There are important mathematical and conceptual differences between renormalization and diffusion though. One difference is what we take as the independent variable. Renormalization is a transformation over scale, not time. While you can conceptualize coarse-graining as a process of “zooming out”, we typically don’t think of renormalization as something that happens to a system over time—it’s a parametric family of descriptions that are all simultaneously true, depending on what scale you view the system at. In diffusion, by contrast, the process is explicitly happening over time.
Another difference is the fundamental mathematical object. In diffusion, we care about the evolution of the probability measure over time. The dynamics can be described by an SDE whose marginal distribution at each time point matches the correct target marginal. By constrast, in renormalization we are more interested in the potential that generates the Gibbs measure—specifically, the coupling constants of key terms in the potential that we track over the course of renormalization. The evolution of the theory is described by an ODE for the coupling constants.
Maissam Barkeshli - Sharpness Dynamics in Neural Network Training
In this talk I discuss certain robust, universal phenomena that appear when tracking the top eigenvalue of the Hessian of the loss, which we refer to as the sharpness. The sharpness tracks the local geometry of the training loss landscape and plays a key role in determining the maximal allowable learning rate. It is also conjectured to play an important role in generalization capability. I will demonstrate how sharpness exhibits various universal phenomena during early, middle, and late stages of training across architectures and tasks, and how this phenomena can be understood through the lens of a simple toy model. I will also show how sharpness provides an important lens into understanding the underlying mechanisms of learning rate warmup, and how to make it more efficient.

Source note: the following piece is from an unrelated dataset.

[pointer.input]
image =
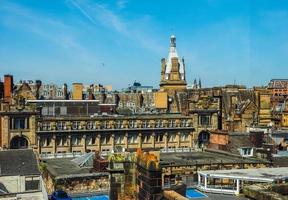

I wrote a previous post on edge of stability that goes into more detail, but the basic idea is this: during gradient descent, the sharpness (the largest eigenvalue of the Hessian) tends to rise until it hits the critical threshold $2/\eta$, where $\eta$ is the learning rate. On a quadratic loss, $2/\eta$ is the value of sharpness at which gradient descent diverges—the iterates overshoot instead of converging to the minimum. What’s surprising is that neural networks train right at this edge, with the sharpness hovering at the stability threshold throughout training.
These dynamics turn out to be remarkably robust across different architectures and tasks. This is significant because sharpness is conjectured to play a key role in generalization: training at the edge of stability may act as an implicit regularizer, biasing gradient descent toward flatter minima that generalize better.